- Genre: Arbitration-based reality court show
- Starring: Judge David Young Bailiff Tawya Young
- Country of origin: United States

Production
- Running time: 30 minutes approx. (including commercials)
- Production company: Sony Pictures Television

Original release
- Network: Syndication
- Release: September 10, 2007 – September 4, 2009

= Judge David Young =

American reality court show (2007–2009)

Judge David Young is an American arbitration-based reality court show presided over by former Miami-Dade County Circuit Court Judge David Young. The series aired in first-run syndication. It premiered on television stations across the United States and Canada on September 10, 2007, and ran for 2 seasons until September 4, 2009.

Young is the first openly gay TV judge. In the program, he presided over small claims court cases. The series was produced and distributed by Sony Pictures Television. The series was filmed at the Chelsea Studios in New York City.

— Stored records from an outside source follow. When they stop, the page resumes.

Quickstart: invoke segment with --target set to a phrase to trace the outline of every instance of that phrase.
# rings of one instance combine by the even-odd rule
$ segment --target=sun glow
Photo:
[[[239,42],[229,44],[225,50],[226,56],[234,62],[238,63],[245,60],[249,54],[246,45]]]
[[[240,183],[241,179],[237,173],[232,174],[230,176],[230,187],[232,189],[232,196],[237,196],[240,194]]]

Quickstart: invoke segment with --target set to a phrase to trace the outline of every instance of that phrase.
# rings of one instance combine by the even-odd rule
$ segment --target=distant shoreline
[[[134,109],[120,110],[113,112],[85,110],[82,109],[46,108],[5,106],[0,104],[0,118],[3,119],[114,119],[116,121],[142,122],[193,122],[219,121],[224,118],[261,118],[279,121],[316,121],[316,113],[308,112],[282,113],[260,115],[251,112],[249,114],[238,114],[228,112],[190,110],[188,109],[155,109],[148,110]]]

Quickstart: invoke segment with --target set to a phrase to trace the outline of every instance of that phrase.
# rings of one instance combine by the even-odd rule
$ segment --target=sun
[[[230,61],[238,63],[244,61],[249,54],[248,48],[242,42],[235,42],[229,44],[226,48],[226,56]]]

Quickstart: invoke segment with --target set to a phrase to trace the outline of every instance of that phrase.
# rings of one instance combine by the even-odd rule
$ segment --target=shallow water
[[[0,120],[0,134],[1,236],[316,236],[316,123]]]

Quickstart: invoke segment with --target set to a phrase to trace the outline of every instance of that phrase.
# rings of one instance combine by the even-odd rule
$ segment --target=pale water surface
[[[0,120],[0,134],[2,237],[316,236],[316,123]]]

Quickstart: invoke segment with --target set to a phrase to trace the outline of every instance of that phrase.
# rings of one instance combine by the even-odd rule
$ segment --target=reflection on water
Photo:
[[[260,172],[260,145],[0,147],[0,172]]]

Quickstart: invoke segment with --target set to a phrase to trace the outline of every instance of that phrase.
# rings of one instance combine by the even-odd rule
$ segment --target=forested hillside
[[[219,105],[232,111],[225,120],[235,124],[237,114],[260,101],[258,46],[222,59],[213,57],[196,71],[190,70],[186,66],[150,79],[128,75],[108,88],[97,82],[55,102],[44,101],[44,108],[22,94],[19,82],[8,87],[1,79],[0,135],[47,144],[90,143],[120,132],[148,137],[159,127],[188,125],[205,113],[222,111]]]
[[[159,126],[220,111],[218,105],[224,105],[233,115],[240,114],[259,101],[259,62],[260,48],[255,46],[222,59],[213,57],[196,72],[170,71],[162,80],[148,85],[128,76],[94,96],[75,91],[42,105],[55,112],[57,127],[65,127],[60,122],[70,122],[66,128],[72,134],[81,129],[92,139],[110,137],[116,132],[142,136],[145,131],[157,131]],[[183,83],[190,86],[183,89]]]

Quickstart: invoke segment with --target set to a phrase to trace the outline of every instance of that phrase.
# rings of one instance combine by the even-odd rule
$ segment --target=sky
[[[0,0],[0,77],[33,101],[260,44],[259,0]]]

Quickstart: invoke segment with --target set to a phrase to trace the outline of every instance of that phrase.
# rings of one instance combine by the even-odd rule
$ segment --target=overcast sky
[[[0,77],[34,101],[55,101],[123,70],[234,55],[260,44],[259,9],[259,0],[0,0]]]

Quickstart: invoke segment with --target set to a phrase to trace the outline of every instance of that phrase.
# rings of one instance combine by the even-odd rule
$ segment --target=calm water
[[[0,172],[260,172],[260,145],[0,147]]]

==Format and case handling approach==
Much of Young's behavior was comically campy. In fact, the tagline of his court show parodied Judge Judy's "Justice with an Attitude" tagline, using "Justice with a Snap" instead. Young frequently finger-snapped the litigants upon sassy remarks and randomly burst into show tunes. He made a point of warning his litigants that there is only "one queen" allowed in the courtroom and that's him. Young said he wanted to be a role model for LGBT youth. In every episode, Young explained his position after his ruling to the studio audience. He often firmly silenced litigants if they were interrupting or becoming a problem. One of his trademarks was his humorous interactions with his bailiff, Tawya Young. Although David and Tawya share the same last name, they have no relation to each other.

On January 10, 2009 it was announced that his contract would not be renewed for a third season.

==Cancellation==
Judge David Young ran for two seasons, from September 10, 2007, to September 4, 2009. SPT subsequently did not renew Judge David Young due to a change in Sony's daytime television administration. They did not renew any of their original daytime television syndicated series.